Andererseits offenbart es leider bis tief in die antifaschistische Bewegung hinein verbreitete falsche Vorstellungen von den anderen bürgerlichen Parteien und dem Parlamentarismus allgemein. Am „Pakt mit dem Faschismus“ ist eigentlich kaum etwas überraschend oder schockierend.
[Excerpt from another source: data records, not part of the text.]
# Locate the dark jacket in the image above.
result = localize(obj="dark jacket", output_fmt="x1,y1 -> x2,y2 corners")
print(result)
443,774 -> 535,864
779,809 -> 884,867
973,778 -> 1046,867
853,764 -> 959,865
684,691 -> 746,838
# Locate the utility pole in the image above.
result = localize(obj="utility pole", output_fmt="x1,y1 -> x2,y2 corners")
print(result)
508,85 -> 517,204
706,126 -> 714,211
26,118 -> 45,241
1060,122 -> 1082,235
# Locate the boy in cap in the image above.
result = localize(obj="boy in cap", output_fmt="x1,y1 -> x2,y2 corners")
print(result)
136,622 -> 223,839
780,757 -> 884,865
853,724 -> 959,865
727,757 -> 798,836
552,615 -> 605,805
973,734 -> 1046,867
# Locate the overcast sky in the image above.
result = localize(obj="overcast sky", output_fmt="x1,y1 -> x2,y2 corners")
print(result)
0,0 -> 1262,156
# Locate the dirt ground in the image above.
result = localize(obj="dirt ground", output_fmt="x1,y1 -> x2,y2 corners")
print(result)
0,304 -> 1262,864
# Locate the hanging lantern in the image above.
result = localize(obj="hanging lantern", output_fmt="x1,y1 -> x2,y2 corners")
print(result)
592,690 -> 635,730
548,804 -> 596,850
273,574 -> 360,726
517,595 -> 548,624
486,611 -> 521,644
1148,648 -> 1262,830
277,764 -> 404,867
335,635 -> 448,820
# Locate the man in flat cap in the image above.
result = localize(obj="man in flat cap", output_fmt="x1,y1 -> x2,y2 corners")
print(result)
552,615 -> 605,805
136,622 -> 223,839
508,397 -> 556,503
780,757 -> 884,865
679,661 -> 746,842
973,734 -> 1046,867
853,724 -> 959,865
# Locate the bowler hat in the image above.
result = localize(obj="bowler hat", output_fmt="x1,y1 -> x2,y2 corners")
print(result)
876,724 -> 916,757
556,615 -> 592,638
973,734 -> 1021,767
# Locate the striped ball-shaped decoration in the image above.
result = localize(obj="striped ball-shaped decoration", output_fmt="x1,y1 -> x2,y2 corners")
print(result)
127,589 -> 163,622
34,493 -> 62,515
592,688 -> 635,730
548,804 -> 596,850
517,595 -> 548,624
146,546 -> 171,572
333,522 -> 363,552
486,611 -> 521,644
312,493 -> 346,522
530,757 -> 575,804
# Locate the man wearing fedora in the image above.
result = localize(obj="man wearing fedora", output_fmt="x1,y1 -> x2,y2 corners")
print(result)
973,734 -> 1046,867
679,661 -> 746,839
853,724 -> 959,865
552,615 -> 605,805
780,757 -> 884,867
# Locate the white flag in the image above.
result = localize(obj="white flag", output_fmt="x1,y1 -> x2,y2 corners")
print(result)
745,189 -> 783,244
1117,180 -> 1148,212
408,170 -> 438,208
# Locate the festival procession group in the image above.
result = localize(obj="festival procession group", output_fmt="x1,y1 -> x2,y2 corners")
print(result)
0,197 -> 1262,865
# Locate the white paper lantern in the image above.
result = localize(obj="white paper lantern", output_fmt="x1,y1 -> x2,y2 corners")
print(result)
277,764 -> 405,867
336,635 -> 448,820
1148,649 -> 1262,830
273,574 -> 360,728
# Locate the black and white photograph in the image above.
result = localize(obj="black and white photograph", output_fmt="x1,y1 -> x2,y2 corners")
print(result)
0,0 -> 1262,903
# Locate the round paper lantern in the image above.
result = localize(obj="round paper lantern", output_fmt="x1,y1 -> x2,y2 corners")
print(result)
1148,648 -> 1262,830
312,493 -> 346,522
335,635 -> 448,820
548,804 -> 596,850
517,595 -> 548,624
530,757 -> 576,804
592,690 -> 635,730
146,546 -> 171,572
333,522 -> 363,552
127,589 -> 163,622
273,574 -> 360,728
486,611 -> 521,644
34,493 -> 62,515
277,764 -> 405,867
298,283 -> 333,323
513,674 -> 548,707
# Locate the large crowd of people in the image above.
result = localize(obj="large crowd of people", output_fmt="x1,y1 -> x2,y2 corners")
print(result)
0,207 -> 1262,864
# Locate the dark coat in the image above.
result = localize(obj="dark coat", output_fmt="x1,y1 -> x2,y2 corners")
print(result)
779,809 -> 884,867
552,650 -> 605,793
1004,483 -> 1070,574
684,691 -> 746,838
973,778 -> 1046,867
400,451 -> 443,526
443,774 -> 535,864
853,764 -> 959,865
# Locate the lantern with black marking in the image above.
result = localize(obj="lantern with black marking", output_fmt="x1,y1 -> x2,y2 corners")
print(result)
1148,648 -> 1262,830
Ganz im Gegenteil: Dieser Schritt hat sich über Jahre angekündigt und wurde durch gezielte Vorstöße bürgerlicher PolitikerInnen vom Schlage eines Maaßen, Gauck oder Friedrich Merz vorbereitet.

Es war weder der erste Schritt einer solchen Annäherung verschiedener bürgerlicher Parteien an die faschistische AfD noch wird es der letzte sein. Wir können fest davon ausgehen, dass auf den ersten von der AfD gewählten Ministerpräsidenten, so kurzlebig sein Amt scheinbar war, die erste Regierungsbeteiligung der AfD folgen wird.

Dem liegt nicht nur und nicht hauptsächlich die unzweifelhaft ausgeprägte Machtgier der bürgerlichen PolitikerInnen zugrunde, die „lieber mit der AfD regieren, als gar nicht zu regieren“. Es basiert vor allem auf den größer werdenden Schnittmengen aller anderen bürgerlicher Parteien mit der AfD. Schon als Oppositionspartei, flankiert von faschistischen Massenbewegungen wie Pegida oder Hogesa hat die AfD viel erreicht. Einige ihrer politischen Forderungen werden von allen anderen Parteien in der Regierung umgesetzt, bis hin zu den Grünen. Hier sind der Ausbau der Polizei, verschärfte Überwachung und eine verschärfte Asylpolitik nur einige Punkte, die zu nennen wären.

Knapp gesagt: Die Wahl Kemmerichs‘ durch die CDU und FDP ist wenig überraschend, weil CDU und FDP keine wesentlich andere Politik als die AfD machen. In Thüringen konkret haben sie sogar mit sehr ähnlichen Forderungen Wahlkampf gemacht.

Einerseits wird also der rückschrittliche Charakter anderer Parteien im Vergleich zur AfD unterschätzt. Andererseits wird die Bedeutung dieses „Manövers“ durch AfD, CDU und FDP massiv überschätzt.

Die Wahl Kemmerichs‘ bedeutet nicht die Einführung des Faschismus. Selbst wenn er im Amt geblieben wäre und selbst wenn er mit der AfD eine waschechte stabile Koalition gebildet hätte, würde es das nicht bedeuten. Ebenso wie andere bürgerliche Parteien ist auch die AfD in der Lage, Regierungen mit bürgerlich-demokratischem Charakter und Regierungen mit faschistischem Charakter zu bilden.

Was davon zutrifft, hängt nicht von einer Wahl oder von der Schärfe der reaktionären Demagogie der Parteivorsitzenden ab. Die Frage Faschismus oder bürgerliche Demokratie, ist die Frage der staatlichen Organisationsform. Wetteifern verschiedene politische Konzepte im Rahmen der bürgerlichen Demokratie darum, welches die Interessen der Kapitalisten zu einem gegebenen Zeitpunkt am besten zum Ausdruck bringt oder werden diese Widersprüche durch die Zentralisierung der Macht ausgeschaltet? Herrschen integrative oder gewaltsame Formen der Repression vor? Wie groß sind demokratische, legale Handlungsspielräume der politischen Widerstandsbewegung?

Hier gibt es nicht nur schwarz und weiß. Die PolitikerInnen aller bürgerlichen Parteien arbeiten auf eine Verschärfung der Repression hin und die AfD treibt dies mit ihrer Propaganda stark voran. Dies ist Ausdruck der verschärften Widersprüche im imperialistischen Weltsystem und in Deutschland. Es ist sozusagen die Vorbereitung der Herrschenden auf Krieg – mit imperialistischen Konkurrenten und mit uns, ihrem Klassenfeind.

Aber gerade weil es nicht nur schwarz und weiß in dieser Frage gibt, kann der Faschismus nicht über Nacht durch eine Wahl eingeführt werden, schon gar nicht in einem einzigen Bundesland.

Es gilt also für uns, nicht in Panik zu verfallen, aber die Wahl Kemmerichs‘ als Ausdruck der wachsenden Macht und des wachsenden Einflusses der offen faschistischen Kraft AfD zu verstehen. Es gilt, den Kampf gegen den Faschismus aufzunehmen, zu verstärken und den antifaschistischen Selbstschutz aufzubauen. Aber nicht im Schlepptau der pikierten rot-rot-grünen Koalition in Thüringen, sondern auf einem eigenen Standpunkt, dem Standpunkt unserer Klasse. Ihre Interessen kompromisslos zu verteidigen gegen faschistische und bürgerlich-demokratische Kräfte ist unsere Pflicht und unser wichtigstes Mittel im Kampf gegen den Faschismus.